Battles raged over the weekend around the government-held city of Marib, killing 76 Houthi fighters, a pro-government spokesman told The National on Sunday.
Since February, the Iran-backed Houthis have been trying to seize Marib, the capital of the oil-rich region and the government’s last significant pocket of territory in the north.
At least one child was killed and five wounded in rebel shelling.
The Saudi-led military coalition entered the Yemen conflict to support the internationally recognised government in 2015.
On Sunday it launched air strikes that killed 23 Houthis, raising the overall death toll among the militia fighters to 76 on Saturday, the spokesman said.
The rebels “are launching simultaneous attacks” in the areas of Kassara and Al Mashjah, north-west of the city, and in Jabal Murad in the south, a military official told AFP.
“They have made progress on the Kassara and Al Mashjah fronts, but they have been thwarted on the Jabal Murad front,” he said.

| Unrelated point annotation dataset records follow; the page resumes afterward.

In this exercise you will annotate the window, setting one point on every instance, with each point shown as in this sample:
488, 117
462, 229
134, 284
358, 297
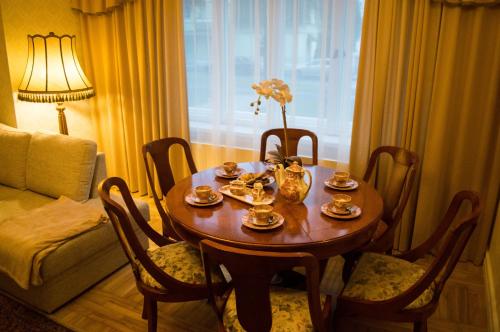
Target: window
313, 45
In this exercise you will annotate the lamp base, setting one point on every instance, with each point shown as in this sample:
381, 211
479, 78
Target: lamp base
63, 126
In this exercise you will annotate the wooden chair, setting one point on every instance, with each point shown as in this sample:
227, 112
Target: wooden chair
254, 305
169, 273
159, 152
393, 288
294, 136
395, 194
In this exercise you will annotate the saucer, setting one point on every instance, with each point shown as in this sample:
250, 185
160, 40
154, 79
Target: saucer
219, 171
336, 210
349, 185
355, 211
276, 221
192, 199
270, 166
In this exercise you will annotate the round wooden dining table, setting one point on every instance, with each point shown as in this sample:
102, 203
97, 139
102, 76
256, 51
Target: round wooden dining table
305, 228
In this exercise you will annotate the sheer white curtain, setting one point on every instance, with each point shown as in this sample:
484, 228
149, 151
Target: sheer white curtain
313, 45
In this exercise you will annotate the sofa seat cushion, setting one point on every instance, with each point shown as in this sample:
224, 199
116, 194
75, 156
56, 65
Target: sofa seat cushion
14, 146
290, 310
14, 201
60, 165
180, 261
71, 253
380, 277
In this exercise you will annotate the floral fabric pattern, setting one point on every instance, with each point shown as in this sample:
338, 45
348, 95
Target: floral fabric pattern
290, 310
380, 277
180, 261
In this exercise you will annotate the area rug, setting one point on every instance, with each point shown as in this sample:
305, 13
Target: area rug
16, 317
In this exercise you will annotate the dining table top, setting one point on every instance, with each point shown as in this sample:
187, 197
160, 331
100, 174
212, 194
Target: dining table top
305, 227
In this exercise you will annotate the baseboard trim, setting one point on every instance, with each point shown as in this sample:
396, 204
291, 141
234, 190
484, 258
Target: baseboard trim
490, 295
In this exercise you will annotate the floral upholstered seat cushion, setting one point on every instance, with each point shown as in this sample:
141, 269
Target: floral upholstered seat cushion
290, 310
380, 277
180, 261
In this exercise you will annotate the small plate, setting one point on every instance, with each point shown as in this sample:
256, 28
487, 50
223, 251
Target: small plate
355, 212
264, 184
270, 166
195, 201
247, 198
277, 221
220, 172
349, 185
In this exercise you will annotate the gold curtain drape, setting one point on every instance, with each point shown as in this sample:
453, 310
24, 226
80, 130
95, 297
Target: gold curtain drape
134, 55
429, 81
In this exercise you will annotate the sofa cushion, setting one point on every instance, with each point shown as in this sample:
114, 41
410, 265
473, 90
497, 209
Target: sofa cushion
14, 202
13, 153
60, 165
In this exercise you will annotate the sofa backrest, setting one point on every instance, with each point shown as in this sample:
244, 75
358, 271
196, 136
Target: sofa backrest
60, 165
50, 164
14, 146
99, 174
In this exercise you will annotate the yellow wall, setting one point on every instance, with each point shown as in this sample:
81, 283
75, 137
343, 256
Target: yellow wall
21, 18
7, 114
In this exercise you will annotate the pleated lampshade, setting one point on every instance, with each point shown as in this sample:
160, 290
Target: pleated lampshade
53, 73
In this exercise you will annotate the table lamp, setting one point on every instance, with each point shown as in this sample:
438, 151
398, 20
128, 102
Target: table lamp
53, 74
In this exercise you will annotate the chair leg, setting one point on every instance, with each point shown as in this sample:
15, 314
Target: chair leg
420, 326
152, 315
145, 308
349, 262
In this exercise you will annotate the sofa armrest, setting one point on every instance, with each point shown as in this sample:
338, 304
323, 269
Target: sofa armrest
99, 174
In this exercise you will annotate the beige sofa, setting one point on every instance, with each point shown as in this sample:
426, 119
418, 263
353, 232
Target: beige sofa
37, 168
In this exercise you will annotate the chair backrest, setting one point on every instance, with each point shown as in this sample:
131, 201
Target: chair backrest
458, 235
449, 251
294, 136
397, 189
159, 152
131, 245
251, 273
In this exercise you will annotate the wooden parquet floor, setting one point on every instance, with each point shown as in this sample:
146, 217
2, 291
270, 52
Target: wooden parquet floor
115, 305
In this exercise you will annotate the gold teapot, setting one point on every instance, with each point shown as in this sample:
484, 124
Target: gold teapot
291, 183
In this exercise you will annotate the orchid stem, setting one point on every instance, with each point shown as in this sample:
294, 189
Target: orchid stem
283, 113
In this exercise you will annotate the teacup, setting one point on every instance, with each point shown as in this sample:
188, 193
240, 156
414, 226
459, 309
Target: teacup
237, 187
341, 202
203, 193
262, 213
258, 192
229, 167
339, 177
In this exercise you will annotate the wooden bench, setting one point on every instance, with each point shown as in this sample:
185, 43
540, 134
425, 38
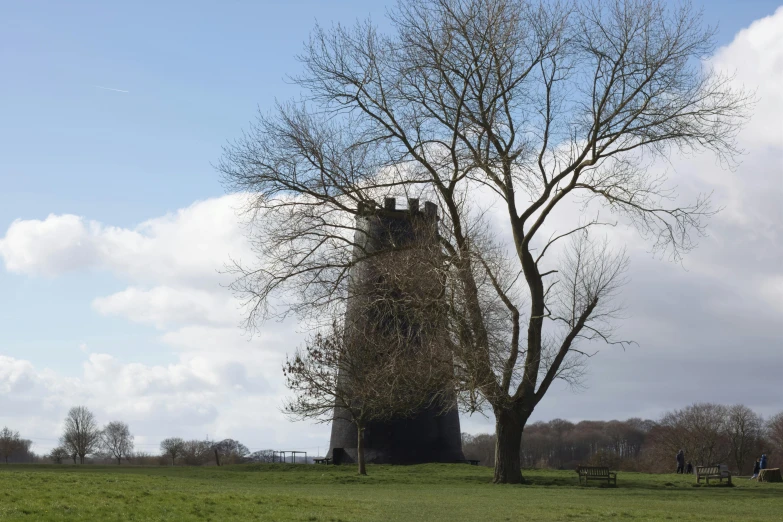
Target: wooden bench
712, 472
596, 473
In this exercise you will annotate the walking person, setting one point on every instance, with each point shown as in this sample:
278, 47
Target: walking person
756, 468
680, 461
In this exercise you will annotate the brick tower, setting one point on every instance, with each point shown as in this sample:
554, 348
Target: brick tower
431, 435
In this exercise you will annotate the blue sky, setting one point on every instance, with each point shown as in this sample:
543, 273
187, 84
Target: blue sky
194, 73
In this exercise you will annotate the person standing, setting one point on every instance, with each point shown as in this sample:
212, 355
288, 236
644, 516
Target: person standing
680, 461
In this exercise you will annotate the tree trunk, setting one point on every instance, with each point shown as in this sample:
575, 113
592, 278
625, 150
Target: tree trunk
360, 451
508, 428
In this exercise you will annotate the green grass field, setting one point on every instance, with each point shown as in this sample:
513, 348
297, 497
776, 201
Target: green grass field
452, 493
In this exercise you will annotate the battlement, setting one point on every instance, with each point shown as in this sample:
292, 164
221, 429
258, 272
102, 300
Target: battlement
389, 209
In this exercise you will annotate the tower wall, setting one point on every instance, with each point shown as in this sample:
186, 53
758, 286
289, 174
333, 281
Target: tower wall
430, 435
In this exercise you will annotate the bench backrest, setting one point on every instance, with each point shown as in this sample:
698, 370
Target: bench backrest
594, 471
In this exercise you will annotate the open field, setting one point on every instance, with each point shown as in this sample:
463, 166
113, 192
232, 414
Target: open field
432, 492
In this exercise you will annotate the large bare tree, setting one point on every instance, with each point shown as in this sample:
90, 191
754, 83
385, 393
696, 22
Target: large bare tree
527, 108
81, 434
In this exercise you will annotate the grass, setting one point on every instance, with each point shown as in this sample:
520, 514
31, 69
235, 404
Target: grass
432, 492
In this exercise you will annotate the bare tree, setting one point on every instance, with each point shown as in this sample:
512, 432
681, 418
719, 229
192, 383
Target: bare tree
117, 441
58, 454
10, 443
774, 432
81, 434
233, 451
172, 447
745, 429
262, 456
701, 429
524, 106
196, 452
349, 374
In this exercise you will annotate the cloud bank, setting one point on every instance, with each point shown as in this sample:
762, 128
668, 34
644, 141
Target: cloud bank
714, 319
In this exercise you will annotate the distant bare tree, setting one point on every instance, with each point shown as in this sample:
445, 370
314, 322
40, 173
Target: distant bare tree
117, 440
745, 429
701, 429
58, 454
230, 451
528, 106
196, 452
774, 431
172, 447
346, 372
10, 443
81, 434
262, 456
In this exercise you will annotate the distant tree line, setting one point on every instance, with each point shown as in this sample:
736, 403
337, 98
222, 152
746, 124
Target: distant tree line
13, 448
708, 433
83, 439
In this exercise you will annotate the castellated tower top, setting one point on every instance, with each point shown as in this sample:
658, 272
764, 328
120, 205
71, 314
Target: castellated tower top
390, 209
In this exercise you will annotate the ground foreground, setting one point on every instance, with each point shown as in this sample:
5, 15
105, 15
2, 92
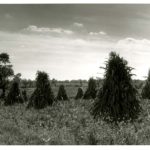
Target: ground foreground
68, 123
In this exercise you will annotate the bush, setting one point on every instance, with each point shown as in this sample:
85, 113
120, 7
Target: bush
24, 94
117, 100
62, 95
79, 93
91, 90
14, 95
43, 95
146, 89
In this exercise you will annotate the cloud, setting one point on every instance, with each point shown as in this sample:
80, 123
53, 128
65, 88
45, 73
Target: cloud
76, 24
98, 33
82, 56
137, 53
8, 16
33, 28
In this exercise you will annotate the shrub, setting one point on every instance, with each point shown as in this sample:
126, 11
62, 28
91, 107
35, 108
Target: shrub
43, 95
79, 93
14, 95
62, 95
117, 100
24, 94
146, 89
91, 90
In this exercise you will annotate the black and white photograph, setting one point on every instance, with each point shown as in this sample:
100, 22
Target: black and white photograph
74, 74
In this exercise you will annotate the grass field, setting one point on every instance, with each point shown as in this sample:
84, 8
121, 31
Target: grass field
68, 123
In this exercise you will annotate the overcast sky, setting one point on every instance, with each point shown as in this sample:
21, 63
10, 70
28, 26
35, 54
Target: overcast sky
73, 41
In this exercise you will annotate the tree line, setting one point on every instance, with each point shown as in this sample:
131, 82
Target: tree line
116, 100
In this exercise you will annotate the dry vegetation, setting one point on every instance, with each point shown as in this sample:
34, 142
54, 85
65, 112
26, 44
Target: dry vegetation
69, 122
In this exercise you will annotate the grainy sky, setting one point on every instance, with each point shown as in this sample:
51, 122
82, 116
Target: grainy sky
73, 41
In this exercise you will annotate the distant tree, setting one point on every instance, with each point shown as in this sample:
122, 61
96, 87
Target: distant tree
117, 99
6, 71
146, 89
91, 90
14, 94
43, 95
79, 93
24, 83
62, 95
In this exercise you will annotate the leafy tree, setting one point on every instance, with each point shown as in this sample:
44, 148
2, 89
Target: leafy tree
43, 95
79, 93
91, 90
146, 89
62, 95
117, 99
6, 71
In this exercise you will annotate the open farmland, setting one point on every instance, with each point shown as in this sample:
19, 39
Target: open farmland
69, 123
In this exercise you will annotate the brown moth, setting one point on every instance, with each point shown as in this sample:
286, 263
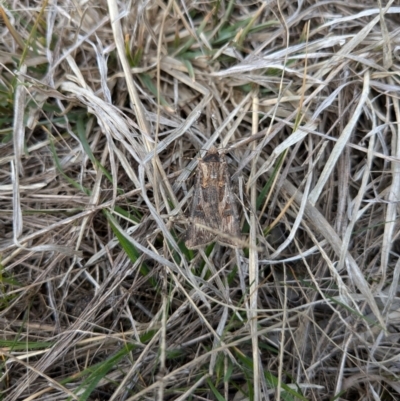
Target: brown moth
214, 215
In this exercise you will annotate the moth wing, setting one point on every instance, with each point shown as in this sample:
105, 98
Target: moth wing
230, 229
196, 236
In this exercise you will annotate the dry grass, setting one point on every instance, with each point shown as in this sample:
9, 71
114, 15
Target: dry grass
105, 110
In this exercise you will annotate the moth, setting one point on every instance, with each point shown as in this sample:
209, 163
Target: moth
214, 216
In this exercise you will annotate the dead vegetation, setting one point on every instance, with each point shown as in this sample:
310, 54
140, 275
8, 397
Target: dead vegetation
106, 108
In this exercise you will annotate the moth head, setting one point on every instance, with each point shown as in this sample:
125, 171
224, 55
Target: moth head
212, 156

Saudi Arabia has also been thwarting near-daily attacks by Houthi drones and missiles, with the latest drone launched at the southern Saudi city of Khamis Mushait, state media reported.
In late 2014, the Houthis overran the Yemeni capital Sanaa, 120 kilometres to the west of Marib, along with much of northern Yemen.
The loss of Marib could lead to a humanitarian disaster, as more than two million civilians displaced from fighting elsewhere have sought refuge in and around the city.
About 140 sites have sprung up in the region to provide basic shelter for up the displaced, Yemen’s government said.
The rebels have increased missile and drone strikes against neighbouring Saudi Arabia in recent months, demanding the opening of Yemen’s air space and ports. They have rejected Riyadh’s proposal for a ceasefire.
Last month the UN condemned the escalation and said a humanitarian disaster loomed.
The UN Security Council said the fighting “places one million internally displaced persons at grave risk and threatens efforts to secure a political settlement when the international community is increasingly united to end the conflict”.
US Secretary of State Antony Blinken said the suffering would end only when a political solution between the Houthis and the internationally recognised government was found.
The conflict in Yemen has killed tens of thousands of people and pushed millions to the brink of famine, in what the UN has described as the world’s worst humanitarian crisis.